Who'll want to drive on Route 443?

 By: Shaul Arieli, Haaretz


As of tomorrow, Palestinians will be allowed to make limited and monitored use of Route 443, which connects Modi'in and Jerusalem through the West Bank. This development follows the Supreme Court ruling last December that ordered the army to lift its ban on Palestinian traffic on the road. Public debate has centered on this aspect of the matter, ignoring the road's role in Israel's policies on the area surrounding Jerusalem.

It's clear that Israeli defense officials have learned nothing from the construction of the separation fence, judging by the way they have set out to implement the Supreme Court ruling: putting up, at a huge expense, fences and crossing points. They are merely repeating the errors pointed out in the 2007 Brodet Report on the defense budget, which found that "the manner in which the fence was erected is another example of faulty and wasteful planning and execution .... The military saw itself as a subcontractor carrying out orders to build a fence."

Today, too, the military is remaining loyal to a political plan based on considerations that have nothing to do with security, thereby making a mockery of both the spirit of the Supreme Court ruling and of any potentially positive movements on the political horizon.

The security needs that arose from terrorist attacks on Route 443 have been met by the separation fence, which was built near the Green Line but took in nearby Jewish West Bank settlements. Israel did not seek to secure Route 443 according to the same security model as has been applied to the West Bank's other roads. Instead, it saw the road as a way to determine the permanent borders of a new "Jerusalem corridor."
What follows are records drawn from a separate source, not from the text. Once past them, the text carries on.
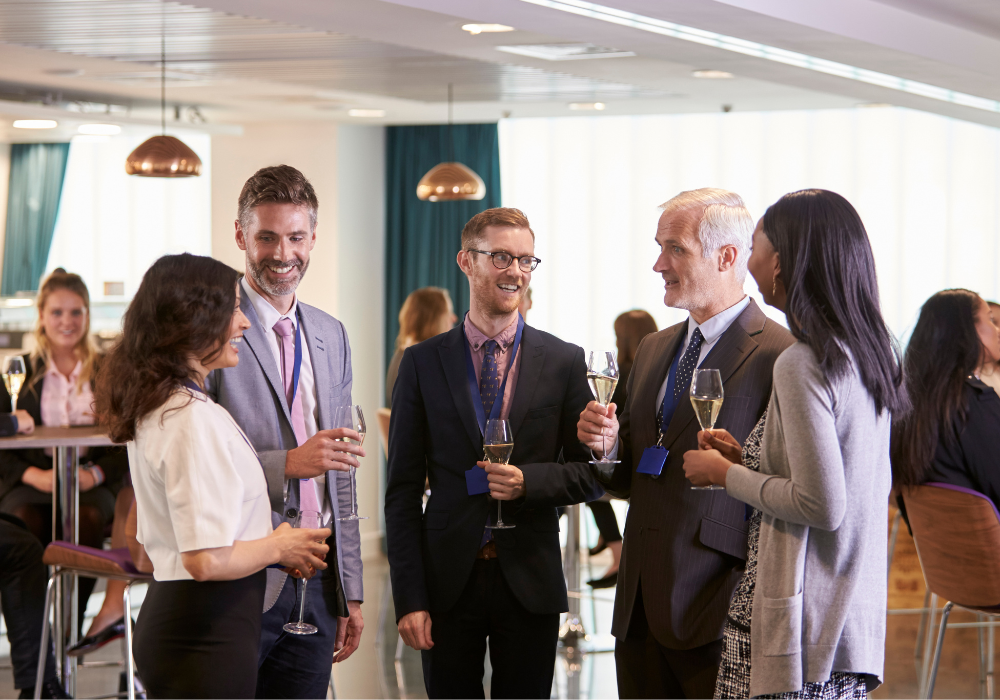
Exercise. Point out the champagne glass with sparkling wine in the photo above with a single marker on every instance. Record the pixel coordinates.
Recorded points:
(310, 519)
(602, 376)
(13, 377)
(706, 397)
(498, 444)
(351, 417)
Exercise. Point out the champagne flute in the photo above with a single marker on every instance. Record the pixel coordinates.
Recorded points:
(602, 376)
(706, 397)
(13, 377)
(353, 418)
(310, 519)
(498, 444)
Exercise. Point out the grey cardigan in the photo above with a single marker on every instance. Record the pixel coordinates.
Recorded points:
(823, 489)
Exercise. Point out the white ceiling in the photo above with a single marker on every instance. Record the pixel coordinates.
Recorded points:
(234, 61)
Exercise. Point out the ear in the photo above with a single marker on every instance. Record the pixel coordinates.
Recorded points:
(727, 258)
(241, 239)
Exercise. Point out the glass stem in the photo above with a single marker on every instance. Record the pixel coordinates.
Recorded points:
(302, 605)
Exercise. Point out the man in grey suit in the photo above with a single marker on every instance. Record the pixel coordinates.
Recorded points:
(684, 549)
(283, 394)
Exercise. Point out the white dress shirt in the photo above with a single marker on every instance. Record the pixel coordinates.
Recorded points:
(711, 331)
(268, 316)
(198, 482)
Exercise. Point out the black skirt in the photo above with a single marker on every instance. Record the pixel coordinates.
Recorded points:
(200, 640)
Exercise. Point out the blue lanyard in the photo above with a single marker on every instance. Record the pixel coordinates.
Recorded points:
(477, 399)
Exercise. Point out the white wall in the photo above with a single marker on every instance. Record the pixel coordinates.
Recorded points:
(346, 270)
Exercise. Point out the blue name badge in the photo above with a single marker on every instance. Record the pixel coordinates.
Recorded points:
(653, 459)
(476, 481)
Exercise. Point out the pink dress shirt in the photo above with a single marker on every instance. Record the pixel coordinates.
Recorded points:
(505, 338)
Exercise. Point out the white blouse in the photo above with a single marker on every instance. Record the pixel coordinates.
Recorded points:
(198, 482)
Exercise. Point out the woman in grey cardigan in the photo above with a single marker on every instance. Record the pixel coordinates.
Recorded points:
(815, 588)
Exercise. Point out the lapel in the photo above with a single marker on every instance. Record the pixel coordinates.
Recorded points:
(320, 361)
(452, 353)
(732, 350)
(532, 352)
(255, 338)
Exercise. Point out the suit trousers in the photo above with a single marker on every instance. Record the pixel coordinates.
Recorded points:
(647, 669)
(297, 665)
(522, 645)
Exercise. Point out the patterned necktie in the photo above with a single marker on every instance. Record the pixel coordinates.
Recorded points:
(308, 499)
(685, 369)
(489, 377)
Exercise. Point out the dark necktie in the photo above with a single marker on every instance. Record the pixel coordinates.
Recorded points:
(685, 369)
(489, 377)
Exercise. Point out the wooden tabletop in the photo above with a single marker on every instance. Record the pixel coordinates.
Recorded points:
(45, 436)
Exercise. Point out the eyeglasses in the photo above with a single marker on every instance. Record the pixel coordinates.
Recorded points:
(503, 259)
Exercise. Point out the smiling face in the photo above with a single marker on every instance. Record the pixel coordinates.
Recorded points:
(989, 334)
(64, 319)
(230, 354)
(494, 292)
(277, 242)
(690, 280)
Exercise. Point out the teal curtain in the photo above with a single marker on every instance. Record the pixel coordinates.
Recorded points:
(37, 171)
(422, 238)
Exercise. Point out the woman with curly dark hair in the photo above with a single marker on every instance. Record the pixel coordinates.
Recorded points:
(203, 511)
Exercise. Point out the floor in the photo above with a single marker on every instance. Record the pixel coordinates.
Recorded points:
(373, 671)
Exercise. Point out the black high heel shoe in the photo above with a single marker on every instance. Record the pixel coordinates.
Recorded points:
(93, 642)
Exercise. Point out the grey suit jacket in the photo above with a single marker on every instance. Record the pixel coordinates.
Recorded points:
(687, 547)
(254, 395)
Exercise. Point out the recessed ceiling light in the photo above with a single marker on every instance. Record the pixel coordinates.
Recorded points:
(564, 52)
(366, 113)
(486, 28)
(763, 51)
(35, 124)
(99, 129)
(711, 74)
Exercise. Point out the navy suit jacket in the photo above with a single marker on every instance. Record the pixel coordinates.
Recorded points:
(434, 434)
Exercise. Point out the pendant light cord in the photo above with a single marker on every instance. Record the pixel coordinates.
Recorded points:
(163, 67)
(451, 140)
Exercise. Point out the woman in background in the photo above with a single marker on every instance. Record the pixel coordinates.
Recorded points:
(426, 312)
(203, 514)
(58, 391)
(950, 436)
(630, 328)
(816, 468)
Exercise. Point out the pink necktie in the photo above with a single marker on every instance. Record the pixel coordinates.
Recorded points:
(286, 333)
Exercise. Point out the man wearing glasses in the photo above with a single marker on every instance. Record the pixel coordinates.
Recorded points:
(456, 583)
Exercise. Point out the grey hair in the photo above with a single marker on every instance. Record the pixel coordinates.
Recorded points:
(725, 220)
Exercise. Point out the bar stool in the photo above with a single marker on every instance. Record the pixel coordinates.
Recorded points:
(68, 558)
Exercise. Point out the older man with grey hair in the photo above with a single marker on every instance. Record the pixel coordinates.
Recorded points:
(684, 549)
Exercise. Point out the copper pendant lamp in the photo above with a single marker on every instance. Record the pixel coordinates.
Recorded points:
(163, 156)
(450, 181)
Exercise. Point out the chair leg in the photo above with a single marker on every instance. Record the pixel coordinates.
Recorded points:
(893, 534)
(129, 665)
(932, 678)
(43, 650)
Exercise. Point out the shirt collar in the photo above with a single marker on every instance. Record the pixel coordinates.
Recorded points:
(476, 337)
(714, 327)
(267, 314)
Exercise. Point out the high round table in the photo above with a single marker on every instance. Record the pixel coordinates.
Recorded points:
(65, 444)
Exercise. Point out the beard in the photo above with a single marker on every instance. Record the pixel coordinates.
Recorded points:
(487, 298)
(257, 272)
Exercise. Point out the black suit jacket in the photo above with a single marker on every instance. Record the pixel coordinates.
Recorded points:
(687, 547)
(112, 460)
(434, 434)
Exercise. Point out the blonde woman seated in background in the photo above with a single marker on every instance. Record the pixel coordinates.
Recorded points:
(426, 313)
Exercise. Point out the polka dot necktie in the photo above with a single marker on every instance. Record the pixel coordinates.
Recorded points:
(685, 369)
(489, 377)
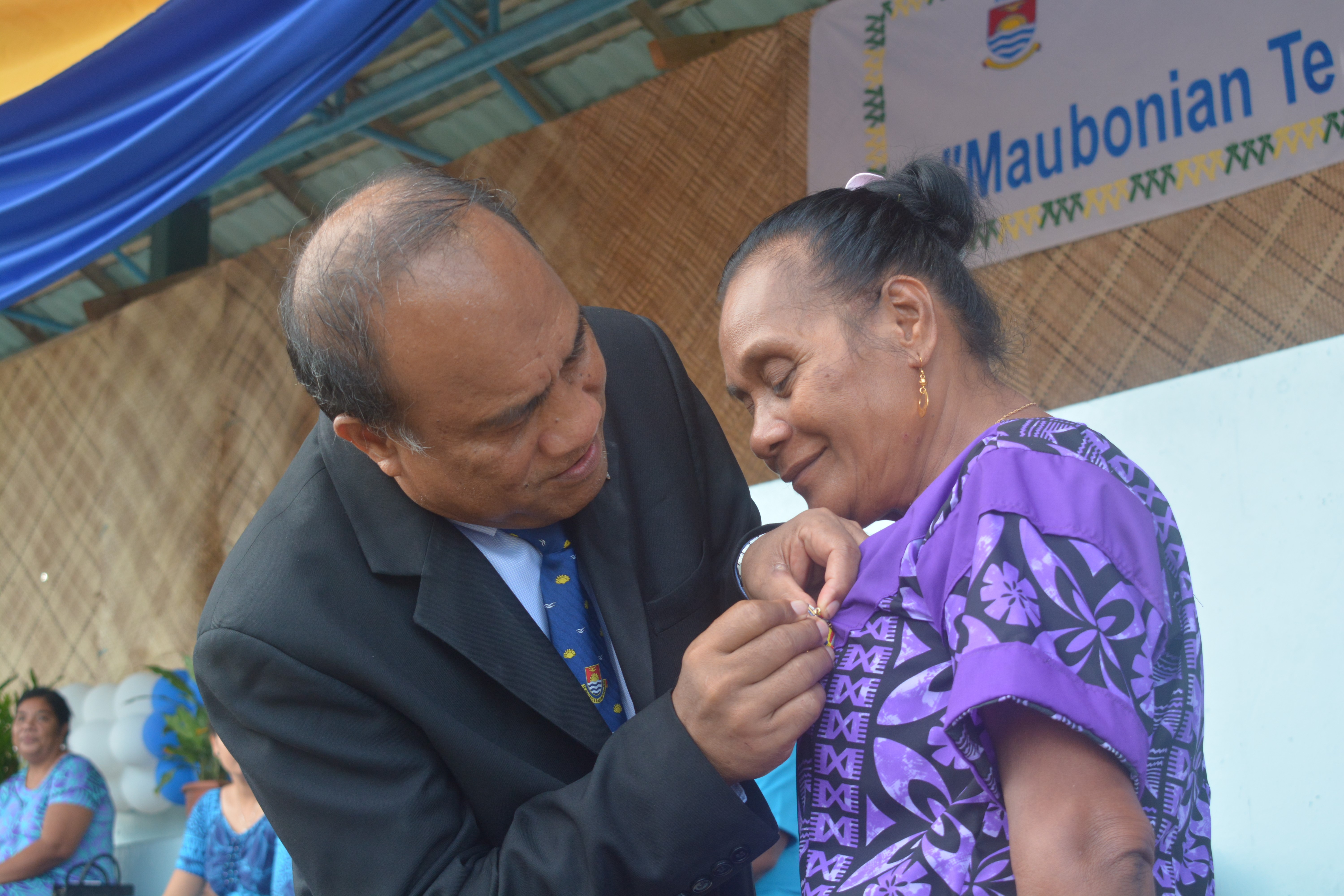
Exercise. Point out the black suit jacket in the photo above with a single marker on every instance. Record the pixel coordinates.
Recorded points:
(411, 730)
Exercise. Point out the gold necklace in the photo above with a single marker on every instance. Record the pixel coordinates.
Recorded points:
(1014, 412)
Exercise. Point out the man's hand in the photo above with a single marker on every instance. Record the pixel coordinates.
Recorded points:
(749, 686)
(812, 558)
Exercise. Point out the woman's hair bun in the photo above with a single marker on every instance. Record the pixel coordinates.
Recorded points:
(937, 195)
(919, 222)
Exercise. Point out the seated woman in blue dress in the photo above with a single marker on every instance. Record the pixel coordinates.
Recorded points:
(229, 844)
(56, 813)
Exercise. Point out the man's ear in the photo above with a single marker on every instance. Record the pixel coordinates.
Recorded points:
(909, 311)
(378, 448)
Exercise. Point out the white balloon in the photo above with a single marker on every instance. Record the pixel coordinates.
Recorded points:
(119, 800)
(128, 743)
(132, 698)
(75, 695)
(138, 786)
(92, 742)
(99, 704)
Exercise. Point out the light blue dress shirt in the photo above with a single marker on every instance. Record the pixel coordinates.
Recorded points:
(521, 567)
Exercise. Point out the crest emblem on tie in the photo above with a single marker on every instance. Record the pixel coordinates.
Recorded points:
(595, 683)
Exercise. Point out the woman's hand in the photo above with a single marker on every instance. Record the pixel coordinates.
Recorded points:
(62, 831)
(812, 558)
(1075, 823)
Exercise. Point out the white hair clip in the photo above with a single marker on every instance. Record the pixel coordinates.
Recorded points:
(862, 181)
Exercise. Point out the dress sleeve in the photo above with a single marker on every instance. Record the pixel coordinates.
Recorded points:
(77, 781)
(283, 872)
(1050, 622)
(192, 858)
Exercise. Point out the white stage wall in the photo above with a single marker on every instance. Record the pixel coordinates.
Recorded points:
(1249, 456)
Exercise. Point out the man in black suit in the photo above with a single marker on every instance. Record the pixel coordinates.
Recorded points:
(384, 659)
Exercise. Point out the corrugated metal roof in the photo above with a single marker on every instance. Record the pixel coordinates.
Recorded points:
(485, 115)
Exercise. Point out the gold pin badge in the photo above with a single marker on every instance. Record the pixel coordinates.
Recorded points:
(831, 632)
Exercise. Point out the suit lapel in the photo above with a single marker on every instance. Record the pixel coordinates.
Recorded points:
(601, 535)
(466, 604)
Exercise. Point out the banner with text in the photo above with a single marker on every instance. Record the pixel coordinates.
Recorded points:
(1076, 119)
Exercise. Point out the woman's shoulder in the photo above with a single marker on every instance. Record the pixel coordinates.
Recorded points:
(1033, 454)
(208, 804)
(73, 766)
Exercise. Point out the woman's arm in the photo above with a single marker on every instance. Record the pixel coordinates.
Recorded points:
(62, 829)
(1075, 823)
(183, 883)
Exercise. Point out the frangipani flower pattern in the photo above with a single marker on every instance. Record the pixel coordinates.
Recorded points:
(1014, 577)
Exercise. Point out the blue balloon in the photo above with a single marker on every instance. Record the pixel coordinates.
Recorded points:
(179, 774)
(155, 735)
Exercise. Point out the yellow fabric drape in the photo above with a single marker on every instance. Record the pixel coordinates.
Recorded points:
(42, 38)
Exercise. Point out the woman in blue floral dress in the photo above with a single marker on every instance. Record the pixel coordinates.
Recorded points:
(229, 843)
(1017, 704)
(56, 815)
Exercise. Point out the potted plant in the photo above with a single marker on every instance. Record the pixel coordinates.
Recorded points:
(189, 729)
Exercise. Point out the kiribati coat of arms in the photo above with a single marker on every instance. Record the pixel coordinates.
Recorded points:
(595, 683)
(1011, 30)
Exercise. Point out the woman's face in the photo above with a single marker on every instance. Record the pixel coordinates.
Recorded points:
(225, 758)
(37, 733)
(833, 416)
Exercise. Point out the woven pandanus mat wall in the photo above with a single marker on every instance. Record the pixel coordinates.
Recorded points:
(136, 449)
(135, 452)
(1209, 287)
(639, 201)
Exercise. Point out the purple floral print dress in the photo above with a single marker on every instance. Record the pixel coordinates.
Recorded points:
(1042, 567)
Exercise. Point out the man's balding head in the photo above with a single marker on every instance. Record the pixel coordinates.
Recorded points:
(431, 330)
(333, 304)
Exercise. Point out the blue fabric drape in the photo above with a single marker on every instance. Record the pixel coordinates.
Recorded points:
(119, 140)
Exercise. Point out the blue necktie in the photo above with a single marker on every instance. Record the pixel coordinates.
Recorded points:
(575, 625)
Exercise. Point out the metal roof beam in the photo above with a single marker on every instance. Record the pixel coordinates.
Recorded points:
(468, 34)
(489, 53)
(36, 320)
(404, 146)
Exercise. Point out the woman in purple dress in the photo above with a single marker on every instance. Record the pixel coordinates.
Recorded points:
(1018, 700)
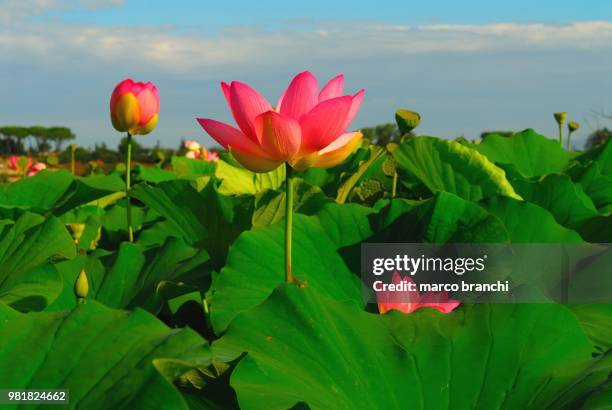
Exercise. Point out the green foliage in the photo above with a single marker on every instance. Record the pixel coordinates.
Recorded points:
(206, 268)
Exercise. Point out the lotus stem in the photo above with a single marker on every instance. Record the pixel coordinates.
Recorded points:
(72, 159)
(128, 165)
(394, 189)
(288, 223)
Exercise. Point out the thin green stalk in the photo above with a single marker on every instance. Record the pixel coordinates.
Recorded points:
(72, 160)
(394, 191)
(128, 171)
(288, 223)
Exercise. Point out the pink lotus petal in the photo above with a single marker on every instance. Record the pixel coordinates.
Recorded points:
(408, 301)
(332, 89)
(279, 135)
(325, 123)
(122, 88)
(439, 301)
(357, 99)
(212, 156)
(192, 154)
(36, 168)
(300, 97)
(225, 87)
(148, 105)
(341, 141)
(228, 136)
(246, 104)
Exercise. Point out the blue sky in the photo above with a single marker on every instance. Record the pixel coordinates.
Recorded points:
(465, 66)
(216, 14)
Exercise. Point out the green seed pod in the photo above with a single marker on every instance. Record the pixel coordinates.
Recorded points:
(389, 167)
(407, 120)
(370, 188)
(560, 117)
(572, 126)
(81, 286)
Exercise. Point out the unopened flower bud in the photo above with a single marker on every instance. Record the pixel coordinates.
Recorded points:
(81, 286)
(560, 117)
(407, 120)
(572, 126)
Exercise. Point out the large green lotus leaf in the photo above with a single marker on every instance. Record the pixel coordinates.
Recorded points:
(205, 219)
(180, 203)
(255, 264)
(104, 357)
(529, 223)
(593, 170)
(154, 174)
(596, 320)
(127, 278)
(192, 168)
(270, 204)
(27, 279)
(57, 192)
(376, 154)
(530, 153)
(305, 347)
(442, 165)
(600, 400)
(237, 180)
(443, 218)
(565, 200)
(597, 229)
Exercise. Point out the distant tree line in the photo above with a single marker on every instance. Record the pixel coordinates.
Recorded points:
(37, 139)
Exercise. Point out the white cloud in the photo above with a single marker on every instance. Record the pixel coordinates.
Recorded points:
(192, 53)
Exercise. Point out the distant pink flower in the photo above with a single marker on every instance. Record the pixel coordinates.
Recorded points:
(36, 168)
(408, 302)
(211, 156)
(192, 145)
(14, 163)
(307, 128)
(193, 154)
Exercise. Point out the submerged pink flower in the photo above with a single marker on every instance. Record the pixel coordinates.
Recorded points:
(193, 154)
(307, 128)
(408, 302)
(36, 168)
(211, 156)
(192, 145)
(14, 163)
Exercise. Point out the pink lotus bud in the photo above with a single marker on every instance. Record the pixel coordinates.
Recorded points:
(134, 107)
(36, 168)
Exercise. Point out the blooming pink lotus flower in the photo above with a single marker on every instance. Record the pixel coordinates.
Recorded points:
(134, 107)
(13, 163)
(307, 128)
(408, 302)
(36, 168)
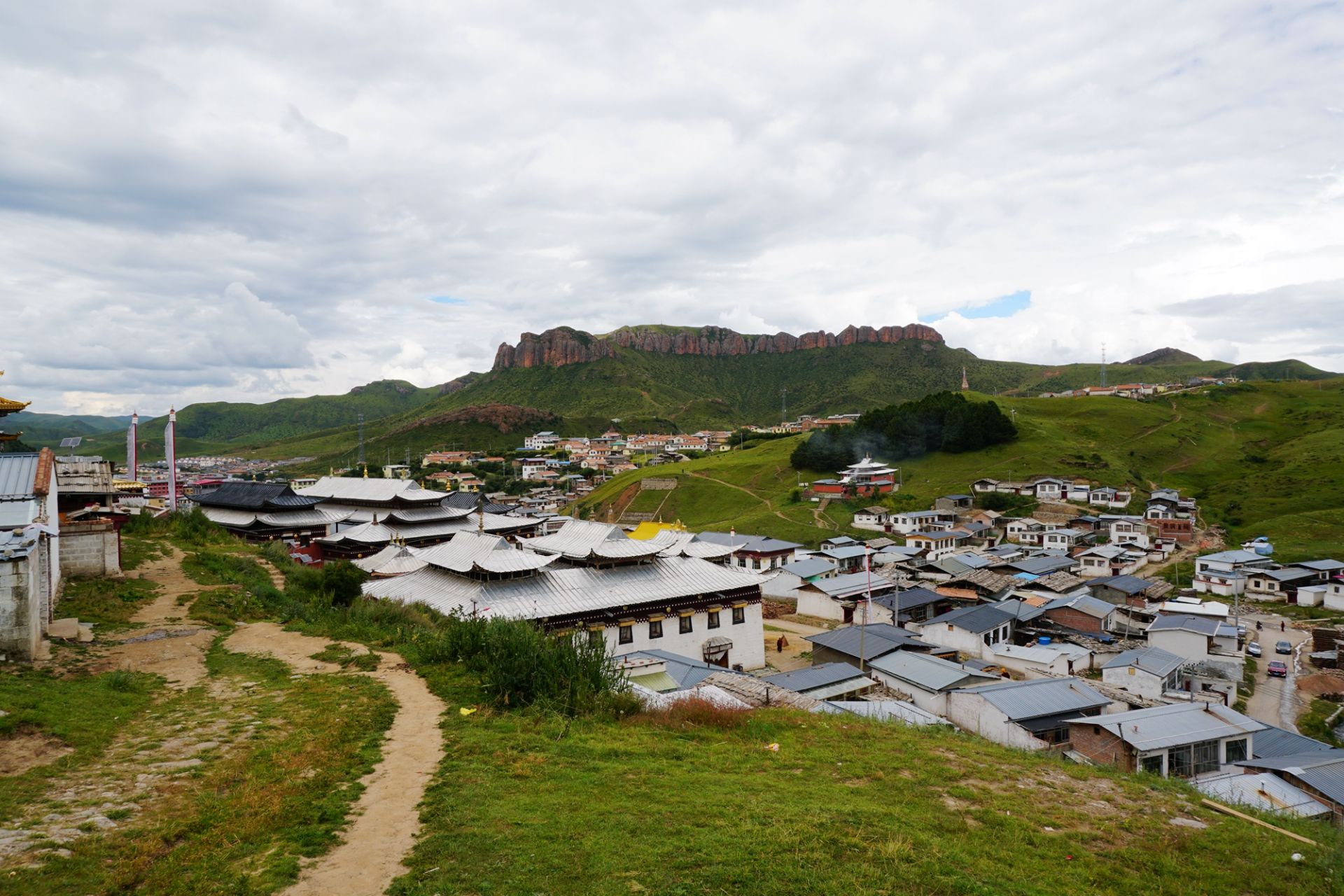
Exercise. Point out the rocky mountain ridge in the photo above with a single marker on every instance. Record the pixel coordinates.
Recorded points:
(566, 346)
This was to be achieved by a web of security measures to exclude Palestinian vehicles from the road and the takeover of areas for expanding Jewish settlements, mainly Givat Ze'ev. A 15-kilometer stretch of the fence that was built in the outskirts of Ramallah and three kilometers north of Route 443 annexed thousands of acres of land to Givat Ze'ev. It left five kilometers of the road on "the Israeli side." Israel chose to bar Palestinians from using the road - first by physical obstacles and later by military order - to avoid having to make the tens of thousands of Israeli vehicles that use the road go through intensive security checks.

Israel also wanted to avoid the trouble of putting up a crossing point that would have been necessary at the fence at Beit Horon, and of expanding the existing crossing points where the road enters Israel proper. This made it necessary for the Defense Ministry to build 22 kilometers of roads, as well as a 1.4-kilometer-long tunnel, for Palestinian use. Two of these roads pass underneath Route 443 and another runs east of Givat Ze'ev.

The Supreme Court ruled that in principle it was not possible to repudiate the road's original purpose, as affirmed by the Defense Ministry in explaining the confiscation of lands for building the road in the 1980s - namely connecting the villages along it to the Palestinian town of Bitunia, which abuts Ramallah. But the permission the ministry received in the ruling voids of content the decision to return Palestinian traffic to Route 443. It basically turns it into a dead letter.

The Supreme Court made it possible, and the Defense Ministry has chosen to remain loyal to the political purpose and not the ruling's purpose. Instead of moving the barrier to exclude the five kilometers of road, it has spent tens of millions of shekels to build two new checkpoints at the entrances to Route 443 and a crossing next to Camp Ofer - all in the name of security.

What does the Defense Ministry think will make Palestinians use Route 443 when it demands an additional security check after which they will encounter a barrier preventing them from continuing on to Ramallah?

Israel has shown political shortsightedness, too. In a permanent agreement with the Palestinians, Route 443 could be used by Israeli traffic under special arrangements. However, instead of using the Supreme Court ruling as a platform for shaping a reality of joint use, Israel has chosen to add an additional security installation to the security fence with the aim of grabbing everything. But the chances are greater that we'll be left with nothing.